Ed ancora: l’omicidio di stampo ‘ndranghetista del fratello di un collaboratore di giustizia, avvenuto a Pesaro il giorno di Natale, “e’ un campanello d’allarme sul sistema di sicurezza e protezione che ha impressionato l’opinione pubblica e che non va certamente sottovalutato”. Lo ha detto ad Ancona il vice presidente del Csm David Ermini, che ha ricordato comunque la “fermezza e intensita’ investigativa” con cui stanno lavorando Procura di Pesaro, Dda di Ancona in collaborazione con quella di Reggio Calabria. “Sappiamo – ha aggiunto – quanto utile sia stato e possa ancora essere l’apporto dei collaboratori di giustizia nelle indagini e nei processi contro la criminalita’ organizzata, e’ dunque necessario che questo grave vulnus nel sistema di protezione sia recuperato e costituisca monito a non abbassare mai la guardia”.

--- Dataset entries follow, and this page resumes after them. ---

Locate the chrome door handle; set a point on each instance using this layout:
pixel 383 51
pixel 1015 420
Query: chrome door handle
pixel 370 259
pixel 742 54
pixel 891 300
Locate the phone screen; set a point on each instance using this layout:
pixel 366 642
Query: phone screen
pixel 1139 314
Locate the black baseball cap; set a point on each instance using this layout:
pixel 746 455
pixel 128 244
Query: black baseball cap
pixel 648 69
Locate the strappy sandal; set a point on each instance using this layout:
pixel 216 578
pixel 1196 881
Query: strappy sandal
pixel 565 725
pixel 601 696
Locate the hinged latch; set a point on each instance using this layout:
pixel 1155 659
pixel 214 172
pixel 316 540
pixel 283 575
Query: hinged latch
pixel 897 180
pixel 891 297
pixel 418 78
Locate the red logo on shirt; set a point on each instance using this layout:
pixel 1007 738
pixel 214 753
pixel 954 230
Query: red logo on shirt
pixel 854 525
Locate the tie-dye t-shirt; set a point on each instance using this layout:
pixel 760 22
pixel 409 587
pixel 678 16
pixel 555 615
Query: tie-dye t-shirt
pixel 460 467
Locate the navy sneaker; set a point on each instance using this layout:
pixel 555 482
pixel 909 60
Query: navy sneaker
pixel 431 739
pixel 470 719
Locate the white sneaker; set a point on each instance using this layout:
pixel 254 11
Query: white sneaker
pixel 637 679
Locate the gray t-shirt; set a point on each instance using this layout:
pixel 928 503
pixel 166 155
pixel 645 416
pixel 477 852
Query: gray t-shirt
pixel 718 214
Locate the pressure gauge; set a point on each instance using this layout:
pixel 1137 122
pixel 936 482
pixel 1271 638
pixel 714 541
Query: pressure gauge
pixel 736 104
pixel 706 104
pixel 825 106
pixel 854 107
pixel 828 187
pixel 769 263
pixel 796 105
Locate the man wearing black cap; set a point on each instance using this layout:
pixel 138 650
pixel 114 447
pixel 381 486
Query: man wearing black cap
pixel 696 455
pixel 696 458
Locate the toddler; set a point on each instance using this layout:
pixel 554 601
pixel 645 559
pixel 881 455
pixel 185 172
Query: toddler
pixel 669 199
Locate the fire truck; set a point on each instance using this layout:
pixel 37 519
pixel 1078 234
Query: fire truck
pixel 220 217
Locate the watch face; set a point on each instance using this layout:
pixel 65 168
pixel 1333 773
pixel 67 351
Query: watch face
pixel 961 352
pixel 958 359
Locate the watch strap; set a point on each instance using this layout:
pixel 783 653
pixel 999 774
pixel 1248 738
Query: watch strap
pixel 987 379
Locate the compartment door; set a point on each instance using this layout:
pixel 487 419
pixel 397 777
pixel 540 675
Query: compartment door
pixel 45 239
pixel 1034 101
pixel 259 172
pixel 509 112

Roma “continua a rappresentare uno snodo importante per tutti gli affari leciti ed illeciti” gestiti dalla criminalita’ in tutte le sue forme e sarebbe bene che si creasse “quel moto civile che in tante citta’ del sud, avvezze alla minaccia del crimine organizzato, contribuisce ad ostacolare il radicamento delle organizzazioni e a far crescere una coscienza collettiva. E’ questo che vedo sempre piu’ mancante a Roma, citta’ che tutto avvolge in uno sguardo cinico, che sembra aver visto tutto e tutto dimentica”. E’ lo sfogo del procuratore generale presso la corte d’appello Giovanni Salvi. Nella capitale, ha ricordato il magistrato facendo riferimento alla recente sentenza d’appello su ‘Mafia Capitale’, c’e’ il “gruppo autoctono di tipo mafioso capeggiato da Massimo Carminati e Salvatore Buzzi” che ha esercitato “un forte condizionamento di rilevanti settori economici e di segmenti strategici della pubblica amministrazione e della politica della citta’”. A Ostia c’e’ il sodalizio dedito “all’usura, alle estorsioni, al traffico di armi e di stupefacenti, alla gestione ed al controllo delle remunerative attivita’ balneari con a capo la famiglia Fasciani, costituita autonomamente nel territorio del litorale, dove opera in alleanza con il gruppo degli Spada”.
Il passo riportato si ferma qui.